Atatürk’ün Yöneticilere Düsturu

Dünya şampiyonumuz Nurettin Zafer, Atatürk’ün güreşleri seyretmesi ve güreşçilerin az bulunan yevmiyelerinin artırılması hususundaki verdiği direktiflerini şöyle anlatmaktadır:

Yıl 1937. Bugünkü Makina Kimya Endüstrisinin o zamanki adı Ankara Askeri Fabrikaları idi.
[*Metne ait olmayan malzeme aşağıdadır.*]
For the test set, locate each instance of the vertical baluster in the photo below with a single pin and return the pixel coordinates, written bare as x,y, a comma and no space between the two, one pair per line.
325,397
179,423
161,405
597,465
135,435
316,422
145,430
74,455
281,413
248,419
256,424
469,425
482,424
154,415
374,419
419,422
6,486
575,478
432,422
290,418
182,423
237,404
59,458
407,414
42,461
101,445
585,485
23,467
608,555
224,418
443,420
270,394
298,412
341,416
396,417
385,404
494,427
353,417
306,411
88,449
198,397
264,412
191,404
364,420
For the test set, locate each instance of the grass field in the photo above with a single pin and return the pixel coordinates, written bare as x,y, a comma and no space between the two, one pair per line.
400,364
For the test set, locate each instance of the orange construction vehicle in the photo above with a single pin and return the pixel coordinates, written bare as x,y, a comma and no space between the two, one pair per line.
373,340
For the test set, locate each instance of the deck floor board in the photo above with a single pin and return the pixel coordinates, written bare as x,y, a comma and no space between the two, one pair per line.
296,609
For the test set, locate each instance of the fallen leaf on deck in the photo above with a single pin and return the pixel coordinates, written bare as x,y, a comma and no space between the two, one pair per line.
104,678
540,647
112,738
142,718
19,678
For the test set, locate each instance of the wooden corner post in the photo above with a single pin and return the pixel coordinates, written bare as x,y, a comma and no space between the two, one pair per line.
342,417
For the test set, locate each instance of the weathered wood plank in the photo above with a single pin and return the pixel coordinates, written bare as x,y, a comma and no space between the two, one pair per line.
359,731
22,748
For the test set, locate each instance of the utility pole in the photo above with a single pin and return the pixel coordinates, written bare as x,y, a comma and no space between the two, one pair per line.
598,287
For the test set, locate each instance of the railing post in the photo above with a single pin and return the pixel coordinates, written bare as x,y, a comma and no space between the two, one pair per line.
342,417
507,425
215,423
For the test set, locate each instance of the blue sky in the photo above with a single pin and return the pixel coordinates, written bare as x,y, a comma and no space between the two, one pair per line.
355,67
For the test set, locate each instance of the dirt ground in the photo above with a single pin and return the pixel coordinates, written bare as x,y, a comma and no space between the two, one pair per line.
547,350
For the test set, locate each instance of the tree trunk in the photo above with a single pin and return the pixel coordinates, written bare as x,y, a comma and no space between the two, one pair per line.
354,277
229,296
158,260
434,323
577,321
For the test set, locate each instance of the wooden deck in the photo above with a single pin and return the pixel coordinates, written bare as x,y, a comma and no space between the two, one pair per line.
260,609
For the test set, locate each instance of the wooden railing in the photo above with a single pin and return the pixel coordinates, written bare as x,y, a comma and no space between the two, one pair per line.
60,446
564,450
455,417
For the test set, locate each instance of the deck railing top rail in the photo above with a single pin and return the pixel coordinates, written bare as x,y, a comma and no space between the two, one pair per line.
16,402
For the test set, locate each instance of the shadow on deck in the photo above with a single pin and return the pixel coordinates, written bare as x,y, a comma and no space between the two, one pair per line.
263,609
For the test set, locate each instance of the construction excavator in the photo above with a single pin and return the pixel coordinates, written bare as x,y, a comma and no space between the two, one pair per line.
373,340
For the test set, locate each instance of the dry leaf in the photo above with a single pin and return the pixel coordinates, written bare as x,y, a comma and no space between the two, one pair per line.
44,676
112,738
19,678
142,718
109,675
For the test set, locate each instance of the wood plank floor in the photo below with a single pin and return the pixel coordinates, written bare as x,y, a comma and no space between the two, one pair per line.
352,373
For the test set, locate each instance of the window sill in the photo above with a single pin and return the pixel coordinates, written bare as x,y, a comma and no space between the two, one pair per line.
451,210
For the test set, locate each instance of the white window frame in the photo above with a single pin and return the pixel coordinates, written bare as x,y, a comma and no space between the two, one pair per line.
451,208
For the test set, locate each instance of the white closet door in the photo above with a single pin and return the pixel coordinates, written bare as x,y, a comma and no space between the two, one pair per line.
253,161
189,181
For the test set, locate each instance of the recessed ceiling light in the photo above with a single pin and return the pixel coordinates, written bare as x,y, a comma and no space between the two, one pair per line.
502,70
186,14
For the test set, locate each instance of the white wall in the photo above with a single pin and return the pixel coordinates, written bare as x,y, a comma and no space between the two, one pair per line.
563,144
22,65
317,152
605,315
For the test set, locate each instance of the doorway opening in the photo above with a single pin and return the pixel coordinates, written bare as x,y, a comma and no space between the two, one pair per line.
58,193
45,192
Ankara’da Türk Ocağı binasında çalışan ve Atatürk’ün yakın arkadaşlarından Bolu Milletvekili Cevat Abbas Gürer’in başkanlığında yaptığı Güneş Kulübü vardı. Askeri Fabrikalar Genel Müdürü Fikret Bey Atatürk’ün güreşe olan sevgisini yakınen bilenlerden birisi olarak Askeri Fabrikalar da bir güreş şubesi açmaya karar vermiş; bizler de bu kulübün ilk güreşçileri olarak 50 kuruş yevmiye ile istihdam edilmiştik.

Askeri Fabrikaların bir güreş kolu kurması, diğer devlet kuruluşlarına da bir önderlik ve ilham olmuş ki, Ankara Demirspor Kulübü de aynı yıl bir güreş takımı kurdu. Askeri Fabrikalar ve Demirspor Kulüpleri bir pa­zar günü karşılaşma yapmaya karar verdiler. Biz hazırlığımızı yaparken yöneticilerden bir tanesi gelerek: ‘Çocuklar, müsabakayı seyretmeye Atatürk geliyor‘ dedi. Yönetici­lerde bir heyecan ki görülmeye değer. Biz onlardan daha fazla heyecanlı­yız. Düşünebiliyor musunuz. Devlet Başkanı güreşleri seyretmeye geliyor. Üstelik bu Devlet Başkanı Atatürk.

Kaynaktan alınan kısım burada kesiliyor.